Software testing is becoming increasingly important because more and more products are software-intensive. Cars, for example, contain more and more control software (ECUs) that are networked with each other. With new rail vehicles, software problems delay commissioning by months, even years, because the different components are not coordinated with each other. A timely system test would help, but there is a lack of time and resources. The functionality of the software is simply too great. So, you must automate.
Automation is not only necessary for the execution of tests, but above all for the generation of suitable test cases. This is possible with Combinatory Logic, the Analytic Hierarchy Process (AHP), and Quality Function Deployment (QFD).
When todaya s cars use map services from the cloud, or their own sensors, for an Advanced Driving Assistance System (ADAS) to perform driving decisions; or when in the future an autonomous car meets another; or with truck platooning; or when adding a new, previously unknown device to an IoT orchestra, the original base system expands its functionality. Therefore, such an expanding system needs being retested before it can do decisions with the potential of affecting harm to humans or things, after each update, after each learning. This is Continuous Testing during operation; it supplements Continuous Delivery and Continuous Integration.

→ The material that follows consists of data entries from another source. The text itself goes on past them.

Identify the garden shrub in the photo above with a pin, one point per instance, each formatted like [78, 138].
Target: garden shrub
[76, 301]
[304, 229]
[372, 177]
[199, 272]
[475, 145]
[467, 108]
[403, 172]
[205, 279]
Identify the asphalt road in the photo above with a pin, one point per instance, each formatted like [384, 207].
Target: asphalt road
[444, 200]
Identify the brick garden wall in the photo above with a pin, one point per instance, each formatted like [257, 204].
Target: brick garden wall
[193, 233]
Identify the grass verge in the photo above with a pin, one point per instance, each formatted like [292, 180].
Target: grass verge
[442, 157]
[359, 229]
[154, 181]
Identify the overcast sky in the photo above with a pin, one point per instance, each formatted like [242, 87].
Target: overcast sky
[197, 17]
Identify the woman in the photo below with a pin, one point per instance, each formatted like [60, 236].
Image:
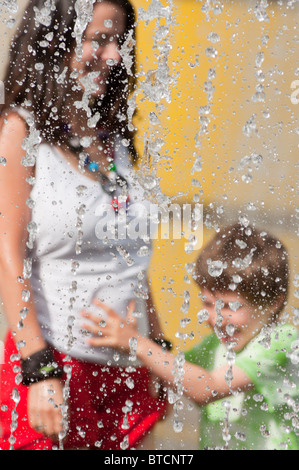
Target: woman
[64, 142]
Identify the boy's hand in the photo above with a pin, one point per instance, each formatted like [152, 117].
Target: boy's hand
[111, 330]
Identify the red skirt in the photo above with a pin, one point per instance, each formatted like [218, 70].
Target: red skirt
[97, 397]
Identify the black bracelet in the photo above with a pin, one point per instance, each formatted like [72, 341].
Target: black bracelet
[40, 366]
[167, 345]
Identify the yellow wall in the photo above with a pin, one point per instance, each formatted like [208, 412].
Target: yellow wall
[271, 192]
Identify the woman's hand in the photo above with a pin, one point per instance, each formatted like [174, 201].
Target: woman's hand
[44, 407]
[111, 330]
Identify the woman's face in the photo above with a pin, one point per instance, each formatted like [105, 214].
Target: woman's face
[100, 47]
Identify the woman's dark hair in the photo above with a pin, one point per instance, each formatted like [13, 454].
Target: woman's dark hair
[248, 261]
[47, 39]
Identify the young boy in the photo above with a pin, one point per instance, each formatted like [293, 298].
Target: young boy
[242, 375]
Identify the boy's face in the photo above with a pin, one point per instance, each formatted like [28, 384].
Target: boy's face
[232, 317]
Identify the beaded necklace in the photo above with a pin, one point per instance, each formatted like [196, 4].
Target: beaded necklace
[113, 184]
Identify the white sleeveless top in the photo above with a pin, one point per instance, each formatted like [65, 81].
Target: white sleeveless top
[63, 282]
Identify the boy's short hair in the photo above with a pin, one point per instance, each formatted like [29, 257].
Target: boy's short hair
[248, 261]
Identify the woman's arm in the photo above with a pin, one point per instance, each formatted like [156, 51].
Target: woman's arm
[199, 384]
[15, 216]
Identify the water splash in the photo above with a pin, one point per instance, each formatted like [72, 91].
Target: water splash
[84, 11]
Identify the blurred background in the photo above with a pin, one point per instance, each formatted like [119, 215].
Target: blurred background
[215, 100]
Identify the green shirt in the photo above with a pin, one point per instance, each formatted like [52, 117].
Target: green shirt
[266, 416]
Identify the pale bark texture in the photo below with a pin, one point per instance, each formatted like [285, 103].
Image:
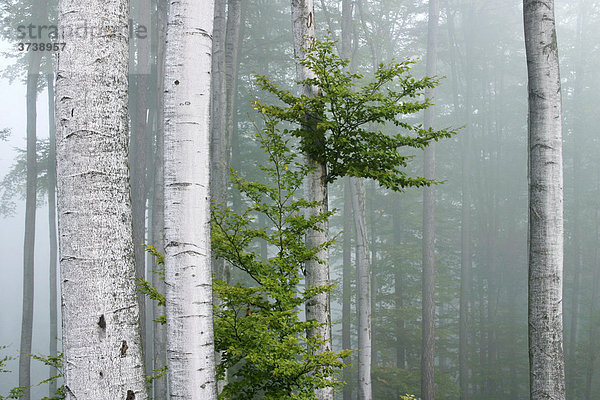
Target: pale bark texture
[363, 279]
[220, 147]
[346, 53]
[30, 211]
[188, 278]
[101, 332]
[317, 273]
[159, 337]
[546, 359]
[346, 288]
[52, 303]
[428, 282]
[138, 150]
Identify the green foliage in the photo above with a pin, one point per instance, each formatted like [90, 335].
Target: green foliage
[50, 361]
[257, 328]
[335, 128]
[146, 287]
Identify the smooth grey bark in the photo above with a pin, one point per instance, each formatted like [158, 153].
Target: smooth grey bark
[363, 280]
[138, 150]
[188, 275]
[29, 239]
[578, 142]
[317, 272]
[220, 146]
[428, 277]
[346, 53]
[398, 294]
[346, 288]
[219, 141]
[159, 337]
[465, 225]
[51, 174]
[101, 332]
[546, 359]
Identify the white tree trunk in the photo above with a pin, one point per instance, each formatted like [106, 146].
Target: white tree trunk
[547, 380]
[190, 344]
[317, 274]
[364, 291]
[101, 332]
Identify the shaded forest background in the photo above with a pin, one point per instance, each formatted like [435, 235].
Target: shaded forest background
[481, 209]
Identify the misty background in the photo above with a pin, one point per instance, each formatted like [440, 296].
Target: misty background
[482, 60]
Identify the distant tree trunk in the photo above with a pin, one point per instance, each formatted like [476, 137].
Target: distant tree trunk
[232, 50]
[138, 157]
[101, 332]
[428, 302]
[52, 229]
[546, 359]
[465, 265]
[346, 287]
[572, 374]
[346, 53]
[398, 294]
[33, 69]
[219, 141]
[317, 273]
[188, 277]
[157, 215]
[363, 279]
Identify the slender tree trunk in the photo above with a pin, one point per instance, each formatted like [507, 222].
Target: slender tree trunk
[346, 53]
[546, 359]
[33, 70]
[346, 288]
[101, 333]
[52, 229]
[317, 273]
[157, 229]
[398, 294]
[138, 157]
[428, 302]
[363, 279]
[219, 141]
[572, 376]
[188, 277]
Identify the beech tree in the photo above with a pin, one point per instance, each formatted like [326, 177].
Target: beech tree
[546, 359]
[101, 332]
[188, 279]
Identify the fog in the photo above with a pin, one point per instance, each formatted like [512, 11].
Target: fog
[482, 94]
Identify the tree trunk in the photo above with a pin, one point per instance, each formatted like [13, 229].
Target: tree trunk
[52, 229]
[398, 294]
[159, 346]
[465, 225]
[346, 287]
[363, 279]
[138, 157]
[346, 53]
[188, 276]
[33, 70]
[317, 273]
[546, 359]
[219, 140]
[101, 332]
[428, 302]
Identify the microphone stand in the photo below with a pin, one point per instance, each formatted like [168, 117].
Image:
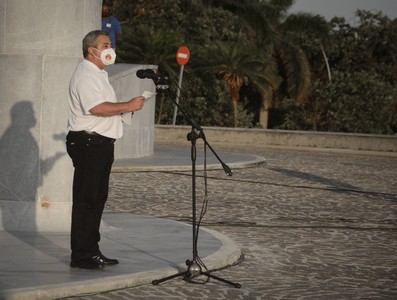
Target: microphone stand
[194, 268]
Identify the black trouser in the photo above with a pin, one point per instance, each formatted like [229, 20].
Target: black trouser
[92, 157]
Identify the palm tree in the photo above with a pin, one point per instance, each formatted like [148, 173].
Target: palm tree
[233, 63]
[265, 17]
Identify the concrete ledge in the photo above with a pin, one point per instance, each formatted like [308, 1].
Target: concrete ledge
[284, 138]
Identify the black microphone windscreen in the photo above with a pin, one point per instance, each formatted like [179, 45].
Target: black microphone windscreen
[140, 74]
[148, 73]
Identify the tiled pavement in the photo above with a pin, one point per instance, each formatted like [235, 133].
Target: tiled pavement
[311, 224]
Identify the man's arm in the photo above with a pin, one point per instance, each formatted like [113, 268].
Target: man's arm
[108, 109]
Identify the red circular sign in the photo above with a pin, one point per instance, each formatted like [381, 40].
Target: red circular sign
[182, 55]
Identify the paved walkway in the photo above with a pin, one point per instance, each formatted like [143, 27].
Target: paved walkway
[36, 265]
[311, 224]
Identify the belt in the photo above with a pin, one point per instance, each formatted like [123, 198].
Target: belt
[94, 134]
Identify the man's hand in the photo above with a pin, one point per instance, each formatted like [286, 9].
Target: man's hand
[136, 103]
[107, 109]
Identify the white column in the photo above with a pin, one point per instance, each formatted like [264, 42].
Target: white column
[40, 45]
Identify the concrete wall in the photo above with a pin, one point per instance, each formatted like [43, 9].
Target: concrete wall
[40, 46]
[280, 138]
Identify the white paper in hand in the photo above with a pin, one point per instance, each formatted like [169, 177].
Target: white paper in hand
[126, 118]
[148, 95]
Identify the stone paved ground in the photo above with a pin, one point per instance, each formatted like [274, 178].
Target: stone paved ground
[312, 225]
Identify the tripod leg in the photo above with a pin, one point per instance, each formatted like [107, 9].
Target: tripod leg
[236, 285]
[158, 281]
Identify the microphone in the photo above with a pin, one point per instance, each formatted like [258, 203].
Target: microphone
[150, 74]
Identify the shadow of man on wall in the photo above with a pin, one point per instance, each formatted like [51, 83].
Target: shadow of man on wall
[21, 169]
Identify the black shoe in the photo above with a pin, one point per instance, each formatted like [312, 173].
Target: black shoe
[103, 260]
[87, 263]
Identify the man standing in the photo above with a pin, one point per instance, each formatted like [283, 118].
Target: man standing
[94, 124]
[111, 25]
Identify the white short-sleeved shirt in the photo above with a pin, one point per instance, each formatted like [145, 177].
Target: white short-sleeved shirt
[89, 86]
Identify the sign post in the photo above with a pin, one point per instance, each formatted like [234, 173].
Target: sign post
[182, 58]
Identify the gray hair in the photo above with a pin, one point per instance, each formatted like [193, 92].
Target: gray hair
[90, 40]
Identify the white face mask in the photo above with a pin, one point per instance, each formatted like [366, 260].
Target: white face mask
[108, 56]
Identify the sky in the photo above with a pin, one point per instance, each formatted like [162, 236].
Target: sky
[344, 8]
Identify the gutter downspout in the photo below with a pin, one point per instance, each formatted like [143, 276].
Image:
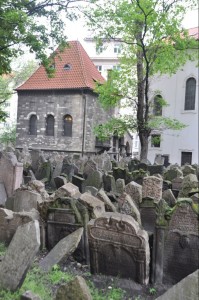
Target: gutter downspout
[84, 123]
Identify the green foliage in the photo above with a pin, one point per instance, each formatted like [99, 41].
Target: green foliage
[151, 35]
[8, 136]
[2, 249]
[152, 291]
[36, 25]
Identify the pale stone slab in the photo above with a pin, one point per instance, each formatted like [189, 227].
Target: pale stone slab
[93, 204]
[19, 256]
[62, 250]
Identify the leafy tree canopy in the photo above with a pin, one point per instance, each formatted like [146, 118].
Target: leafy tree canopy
[33, 24]
[154, 42]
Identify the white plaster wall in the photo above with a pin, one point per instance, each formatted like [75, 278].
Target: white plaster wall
[172, 90]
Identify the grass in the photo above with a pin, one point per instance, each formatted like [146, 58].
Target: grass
[2, 249]
[45, 284]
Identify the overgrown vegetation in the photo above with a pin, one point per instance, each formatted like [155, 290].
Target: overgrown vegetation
[45, 284]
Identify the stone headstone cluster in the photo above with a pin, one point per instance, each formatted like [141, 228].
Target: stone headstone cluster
[116, 217]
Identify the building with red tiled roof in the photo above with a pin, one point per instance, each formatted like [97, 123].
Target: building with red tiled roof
[59, 113]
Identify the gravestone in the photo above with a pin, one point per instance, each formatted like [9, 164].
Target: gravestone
[3, 195]
[94, 179]
[89, 167]
[120, 185]
[109, 183]
[168, 196]
[79, 182]
[109, 206]
[127, 206]
[10, 221]
[135, 191]
[93, 204]
[181, 242]
[62, 250]
[119, 247]
[189, 182]
[19, 256]
[76, 289]
[25, 200]
[152, 188]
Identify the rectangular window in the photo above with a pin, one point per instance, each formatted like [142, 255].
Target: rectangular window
[155, 140]
[186, 157]
[99, 68]
[117, 49]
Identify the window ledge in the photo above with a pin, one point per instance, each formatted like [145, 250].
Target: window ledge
[189, 111]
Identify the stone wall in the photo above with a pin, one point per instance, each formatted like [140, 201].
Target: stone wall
[59, 103]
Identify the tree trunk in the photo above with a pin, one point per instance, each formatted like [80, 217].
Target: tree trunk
[144, 144]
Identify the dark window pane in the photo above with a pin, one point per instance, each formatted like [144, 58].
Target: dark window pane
[190, 94]
[33, 125]
[68, 124]
[157, 106]
[186, 157]
[50, 121]
[155, 140]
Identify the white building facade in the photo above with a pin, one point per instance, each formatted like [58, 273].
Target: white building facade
[181, 93]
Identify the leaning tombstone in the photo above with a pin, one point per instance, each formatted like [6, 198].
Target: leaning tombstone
[19, 256]
[119, 247]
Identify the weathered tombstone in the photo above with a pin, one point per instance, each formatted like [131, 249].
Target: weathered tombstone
[177, 183]
[67, 190]
[118, 173]
[89, 167]
[152, 188]
[107, 202]
[159, 159]
[187, 288]
[181, 242]
[19, 256]
[94, 179]
[76, 289]
[62, 250]
[3, 195]
[10, 221]
[168, 196]
[60, 181]
[11, 172]
[92, 190]
[119, 247]
[120, 185]
[79, 182]
[189, 182]
[158, 169]
[109, 183]
[25, 200]
[135, 191]
[172, 172]
[93, 204]
[127, 206]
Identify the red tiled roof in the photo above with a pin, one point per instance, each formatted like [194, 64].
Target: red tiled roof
[194, 32]
[83, 73]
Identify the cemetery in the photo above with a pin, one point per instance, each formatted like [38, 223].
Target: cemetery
[128, 220]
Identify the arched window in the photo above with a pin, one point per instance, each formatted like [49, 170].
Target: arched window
[157, 105]
[68, 124]
[33, 125]
[190, 94]
[50, 122]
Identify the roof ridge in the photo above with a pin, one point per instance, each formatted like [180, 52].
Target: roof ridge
[82, 62]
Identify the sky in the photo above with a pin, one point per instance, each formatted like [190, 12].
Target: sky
[76, 30]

Disruptive innovations in automotive require an equally disruptive new approach to testing of software-intense systems. This requires moving from once-upon-a-time testing before release to autonomous real-time software & systems testing during operations, with indications to users and suppliers about the actual state and testing results.
This book explains the theory and the implementation approach for a framework for Autonomous Real-time Testing (ART) of a software-intense system while in operation.